WASHINGTON — Whit Ayres, a Republican political consultant, likes to tell his clients that there are “three keys to credibility.”
“One, never defend the indefensible,” he says. “Two, never deny the undeniable. And No. 3 is: Never lie.”
Would that politicians took his advice.
Fabrications have long been a part of American politics. Politicians lie to puff themselves up, to burnish their résumés and to cover up misdeeds, including sexual affairs. (See: Bill Clinton.) Sometimes they cite false information for what they believe are justifiable policy reasons. (See: Lyndon Johnson and Vietnam.)
But President Trump, historians and consultants in both political parties agree, appears to have taken what the writer Hannah Arendt once called“the conflict between truth and politics” to an entirely new level.
From his days peddling the false notion that former President Barack Obama was born in Kenya, to his inflated claims about how many people attended his inaugural, to his description just last week of receiving two phone calls — one from the president of Mexico and another from the head of the Boy Scouts — that never happened, Mr. Trump is trafficking in hyperbole, distortion and fabrication on practically a daily basis.
In part, this represents yet another way that Mr. Trump is operating on his own terms, but it also reflects a broader decline in standards of truth for political discourse. A look at politicians over the past half-century makes it clear that lying in office did not begin with Donald J. Trump. Still, the scope of Mr. Trump’s falsehoods raises questions about whether the brakes on straying from the truth and the consequences for politicians’ being caught saying things that just are not true have diminished over time.
One of the first modern presidents to wrestle publicly with a lie was Dwight D. Eisenhower in May 1960, when an American U-2 spy plane was shot down while in Soviet airspace.

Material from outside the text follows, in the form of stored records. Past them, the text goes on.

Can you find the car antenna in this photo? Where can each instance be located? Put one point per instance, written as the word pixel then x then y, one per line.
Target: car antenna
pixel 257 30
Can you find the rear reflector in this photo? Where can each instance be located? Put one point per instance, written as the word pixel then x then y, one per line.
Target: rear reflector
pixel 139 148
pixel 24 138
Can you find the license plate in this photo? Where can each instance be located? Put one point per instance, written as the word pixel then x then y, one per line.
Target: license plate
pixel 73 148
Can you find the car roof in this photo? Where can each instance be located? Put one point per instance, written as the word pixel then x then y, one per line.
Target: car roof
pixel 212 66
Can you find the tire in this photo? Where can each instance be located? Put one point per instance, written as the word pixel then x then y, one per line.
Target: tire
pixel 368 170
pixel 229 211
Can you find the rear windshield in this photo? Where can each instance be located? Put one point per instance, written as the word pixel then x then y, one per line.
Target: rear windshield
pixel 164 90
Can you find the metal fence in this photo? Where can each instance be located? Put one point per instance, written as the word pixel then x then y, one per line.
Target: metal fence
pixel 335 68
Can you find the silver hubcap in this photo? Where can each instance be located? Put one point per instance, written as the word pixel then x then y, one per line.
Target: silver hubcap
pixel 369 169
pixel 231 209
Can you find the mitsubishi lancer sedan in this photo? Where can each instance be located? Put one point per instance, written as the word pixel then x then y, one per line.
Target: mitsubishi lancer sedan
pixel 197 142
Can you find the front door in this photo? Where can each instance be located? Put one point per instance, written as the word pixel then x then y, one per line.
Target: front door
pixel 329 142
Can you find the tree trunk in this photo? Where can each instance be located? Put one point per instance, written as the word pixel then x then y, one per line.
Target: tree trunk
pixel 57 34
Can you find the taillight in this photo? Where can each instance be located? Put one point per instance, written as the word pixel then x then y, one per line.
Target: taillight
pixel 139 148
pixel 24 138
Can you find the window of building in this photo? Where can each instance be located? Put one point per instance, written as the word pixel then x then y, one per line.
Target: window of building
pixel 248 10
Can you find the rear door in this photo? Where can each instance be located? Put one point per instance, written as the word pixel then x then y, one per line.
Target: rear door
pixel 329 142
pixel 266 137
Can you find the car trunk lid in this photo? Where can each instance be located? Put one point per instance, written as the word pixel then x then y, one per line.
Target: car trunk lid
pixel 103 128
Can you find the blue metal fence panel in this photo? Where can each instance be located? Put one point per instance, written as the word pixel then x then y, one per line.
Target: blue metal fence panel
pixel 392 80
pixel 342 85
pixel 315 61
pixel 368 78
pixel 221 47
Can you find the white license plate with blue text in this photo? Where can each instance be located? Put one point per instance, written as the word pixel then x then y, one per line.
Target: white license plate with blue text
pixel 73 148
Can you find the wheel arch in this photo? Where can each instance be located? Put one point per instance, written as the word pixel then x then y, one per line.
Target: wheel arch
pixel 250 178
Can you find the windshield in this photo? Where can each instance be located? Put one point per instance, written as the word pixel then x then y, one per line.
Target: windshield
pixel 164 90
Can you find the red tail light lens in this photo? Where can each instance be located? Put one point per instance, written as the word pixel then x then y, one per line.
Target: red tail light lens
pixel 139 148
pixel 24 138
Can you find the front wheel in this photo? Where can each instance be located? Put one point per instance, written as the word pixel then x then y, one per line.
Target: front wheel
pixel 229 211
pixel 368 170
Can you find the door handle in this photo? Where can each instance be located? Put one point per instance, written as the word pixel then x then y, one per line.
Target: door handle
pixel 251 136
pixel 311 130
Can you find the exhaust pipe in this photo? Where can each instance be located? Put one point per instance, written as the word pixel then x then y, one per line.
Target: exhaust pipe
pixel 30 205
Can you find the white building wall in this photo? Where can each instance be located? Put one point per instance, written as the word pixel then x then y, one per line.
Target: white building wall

The Eisenhower administration lied to the public about the plane and its mission, claiming it was a weather aircraft. But when the Soviets announced that the pilot had been captured alive, Eisenhower reluctantly acknowledged that the plane had been on an intelligence mission — an admission that shook him badly, the historian Doris Kearns Goodwin said.
“He just felt that his credibility was such an important part of his person and character, and to have that undermined by having to tell a lie was one of the deepest regrets of his presidency,” Ms. Goodwin said.
In the short run, Eisenhower was hurt; a summit meeting with the Soviet leader Nikita Khrushchev collapsed in acrimony. But the public eventually forgave him, Ms. Goodwin said, because he owned up to his mistake.
In 1972, at the height of the Watergate scandal, President Richard M. Nixon was accused of lying, obstructing justice and misusing the Internal Revenue Service, among other agencies, and resigned rather than face impeachment. Voters, accustomed to being able to trust politicians, were disgusted. In 1976, Jimmy Carter won the presidency after telling the public, “I’ll never lie to you.”